En la ceremonia por el 216 aniversario del inicio de la Independencia, Sheinbaum pronunció 21 arengas antes de hacer repicar la campana de Dolores y ondear la bandera. La lista recuperó a Miguel Hidalgo, Josefa Ortiz Téllez-Girón, José María Morelos, Leona Vicario, Ignacio Allende, Gertrudis Bocanegra, Vicente Guerrero y Manuela Molina, “La Capitana”.
También incorporó por primera vez en su Grito a Antonia Nava, conocida como “La Generala”, una mujer que participó en la lucha insurgente. El cambio siguió la línea que la presidenta había planteado desde 2025, cuando incluyó referencias a heroínas anónimas y mujeres indígenas dentro de una ceremonia que tradicionalmente se ha concentrado en los principales personajes masculinos de la Independencia.
Soberanía frente al contexto bilateral
La frase que cerró la parte central de la arenga fue “¡Viva México libre, independiente y soberano!”. La referencia a la soberanía no fue nueva en el discurso presidencial.
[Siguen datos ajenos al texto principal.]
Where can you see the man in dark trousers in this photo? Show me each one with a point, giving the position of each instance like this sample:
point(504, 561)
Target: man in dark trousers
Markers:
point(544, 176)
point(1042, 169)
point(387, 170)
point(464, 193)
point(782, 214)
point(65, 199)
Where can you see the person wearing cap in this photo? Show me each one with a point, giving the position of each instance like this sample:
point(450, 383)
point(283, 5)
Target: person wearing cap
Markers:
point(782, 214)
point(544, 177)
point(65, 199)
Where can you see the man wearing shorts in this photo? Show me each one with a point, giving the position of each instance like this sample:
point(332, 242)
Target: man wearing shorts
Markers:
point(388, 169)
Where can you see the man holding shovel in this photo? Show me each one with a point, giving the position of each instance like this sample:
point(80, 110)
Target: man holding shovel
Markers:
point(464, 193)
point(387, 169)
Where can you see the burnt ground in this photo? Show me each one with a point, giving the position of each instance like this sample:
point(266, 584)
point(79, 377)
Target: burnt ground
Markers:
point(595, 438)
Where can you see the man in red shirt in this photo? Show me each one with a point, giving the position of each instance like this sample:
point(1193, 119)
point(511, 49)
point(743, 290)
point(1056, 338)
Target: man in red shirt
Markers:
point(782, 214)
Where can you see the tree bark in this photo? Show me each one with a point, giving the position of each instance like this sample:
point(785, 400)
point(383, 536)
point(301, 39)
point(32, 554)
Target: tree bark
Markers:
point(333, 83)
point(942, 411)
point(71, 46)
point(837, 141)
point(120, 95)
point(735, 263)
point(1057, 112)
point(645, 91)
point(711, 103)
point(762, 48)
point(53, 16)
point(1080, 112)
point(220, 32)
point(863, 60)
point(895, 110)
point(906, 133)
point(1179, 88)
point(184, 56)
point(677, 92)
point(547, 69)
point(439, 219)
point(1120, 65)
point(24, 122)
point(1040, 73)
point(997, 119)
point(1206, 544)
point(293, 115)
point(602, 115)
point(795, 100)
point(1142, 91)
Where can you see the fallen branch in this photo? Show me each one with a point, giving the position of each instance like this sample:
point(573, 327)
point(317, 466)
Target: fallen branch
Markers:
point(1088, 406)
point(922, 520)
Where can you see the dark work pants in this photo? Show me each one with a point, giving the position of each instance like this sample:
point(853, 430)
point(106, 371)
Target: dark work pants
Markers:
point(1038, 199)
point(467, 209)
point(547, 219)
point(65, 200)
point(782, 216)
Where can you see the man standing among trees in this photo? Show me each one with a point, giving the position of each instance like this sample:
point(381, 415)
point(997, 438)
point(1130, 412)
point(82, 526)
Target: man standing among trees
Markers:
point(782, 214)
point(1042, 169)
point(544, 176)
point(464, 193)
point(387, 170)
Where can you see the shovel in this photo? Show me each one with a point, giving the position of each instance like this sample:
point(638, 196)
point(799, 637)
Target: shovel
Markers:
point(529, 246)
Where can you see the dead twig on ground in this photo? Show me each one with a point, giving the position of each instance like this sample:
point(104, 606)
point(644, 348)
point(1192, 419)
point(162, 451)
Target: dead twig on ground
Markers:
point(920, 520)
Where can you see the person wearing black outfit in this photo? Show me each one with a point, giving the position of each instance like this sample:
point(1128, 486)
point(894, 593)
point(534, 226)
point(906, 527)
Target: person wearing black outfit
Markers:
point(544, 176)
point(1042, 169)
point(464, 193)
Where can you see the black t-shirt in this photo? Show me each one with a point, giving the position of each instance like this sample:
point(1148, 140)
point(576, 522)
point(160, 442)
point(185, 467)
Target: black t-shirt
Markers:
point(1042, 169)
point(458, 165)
Durante su Segundo Informe de Gobierno, el 1 de septiembre, Sheinbaum había sostenido que México mantendría relaciones de cooperación, diálogo y entendimiento con otras naciones, pero sin someterse ni renunciar a sus principios.
Ese planteamiento adquiere relevancia por la relación con Estados Unidos, marcada durante 2026 por negociaciones y diferencias en asuntos como comercio, seguridad y migración. El Grito no presentó una nueva política exterior ni señaló directamente al Gobierno estadounidense, pero la insistencia en la soberanía coincidió con una posición que la presidenta ha expresado en otros actos oficiales.
La arenga también incluyó a los pueblos originarios y afromexicanos, así como a las personas migrantes. Después de los personajes históricos, la mandataria dedicó vivas a estos sectores y posteriormente a la dignidad del pueblo de México, la libertad, la igualdad, la democracia y la justicia.
Una ceremonia con el discurso del Gobierno
La selección de las arengas permitió vincular la celebración histórica con temas que forman parte del discurso de la actual administración. La inclusión de mujeres y pueblos originarios amplió la representación dentro de la ceremonia, mientras la referencia a migrantes retomó un grupo al que Sheinbaum ha dedicado mensajes de reconocimiento desde el inicio de su gobierno.
La democracia también apareció entre las últimas arengas, apenas cinco días después del inicio formal del proceso electoral de 2027. El Instituto Nacional Electoral declaró iniciado el proceso el 10 de septiembre y fijó para el 6 de junio de 2027 la jornada en la que se elegirán cargos federales y locales. La ceremonia, sin embargo, no fue presentada como un acto electoral.
Otros elementos reforzaron el carácter simbólico del mensaje. La bandera fue entregada a la presidenta por una escolta integrada por mujeres militares, mientras Sheinbaum portó un vestido elaborado por artesanas de Juchitán, Oaxaca. Ambos elementos acompañaron una ceremonia en la que la representación de las mujeres tuvo mayor presencia que en las arengas tradicionales.
El segundo Grito de Sheinbaum mantuvo la estructura histórica de la celebración, pero modificó el contenido de algunas referencias para incorporar personajes y sectores que forman parte de las prioridades discursivas de su gobierno. La soberanía ocupó el cierre político de la arenga; la inclusión y la democracia completaron el mensaje.
Con el último “¡Viva México!”, la presidenta concluyó la ceremonia frente a miles de personas reunidas en el Zócalo. Más que una nueva definición institucional, el acto funcionó como una síntesis pública de los valores que Sheinbaum ha colocado en su discurso: independencia frente al exterior, reconocimiento de una sociedad plural y defensa de libertad, igualdad, justicia y democracia.